I recently saw the movie Inside Out. If you haven’t seen it, don’t worry, this isn’t a spoiler. The basic premise is how a child’s emotions—joy, sadness, fear, anger, and disgust—interact and change. Part of the storyline shows interaction between Joy and Sadness. Viewers quickly learn that Joy thinks Sadness should take a back seat in the child’s everyday life.

I grew up in a church environment where the pastor routinely said from the pulpit “I’ve never had a blue day.”

As a child when I heard this comment I often wondered how my pastor was immune to the pain and heartache I’d experienced. Did God love him more? Did God know I wasn’t going to be as good a Christian as my pastor, so He wasn’t that concerned about my hurts and wounds? I wondered if He (God) simply wanted me to get over it all. “Pull yourself up by your bootstraps and go on” I recall hearing many times from a pastor.

Was that what God wanted me to do? Never hurt? Never be affected by the actions of others?

Maybe being Teflon-coated was what being a Christian was all about. Everything—heartache, pain, sorrow, grief, frustration, anger, discouragement—were all supposed to simply slide off me.

Was a victorious Christian life an unaffected life?

When I met the man I married, suddenly I found someone with whom I could share every pain, every emotion. And I was that for him.

As I grew older and studied Jesus, I realized “Jesus wept” isn’t merely the shortest verse in the Bible, it contains His humanity. Jesus hurt with people. He hurt for people. Jesus cried with others, even when He knew their pain would soon be over.

Jesus felt for people. He lived Romans 12:15 (ESV) “Rejoice with those who rejoice, weep with those who weep,” and He lived Galatians 6:2 (ESV) “Bear one another's burdens, and so fulfill the law of Christ.”

Still, I’ve caught myself trying to be a cheerleader when my mate is down. I’m guilty of not sharing his grief and pain. I’m guilty of not weeping with him.

Yes, there’s a place for encouragement. And yes, wallowing in self-pity and refusing to process grief are both unhealthy.

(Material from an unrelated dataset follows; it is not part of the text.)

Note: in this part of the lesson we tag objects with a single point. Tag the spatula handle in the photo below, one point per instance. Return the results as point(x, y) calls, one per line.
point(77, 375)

But when we’re hurting, what we really need is someone to help us carry the burden. Someone who will try to identify with our pain, someone who doesn’t resent it. Someone who will go there with us, as Jesus did for Mary and Martha after their brother died.

Do you have more sympathy for a friend’s struggles than for your mate’s? Is it easy to tune out your mate’s needs and hurts?

What burden can you help your mate carry today? Won’t you demonstrate this part of Christ’s character and weep when your mate weeps?

Be a safe place for your mate to fall. Be a safe ear. A safe embrace.

Help your mate carry his or her heaviest burden.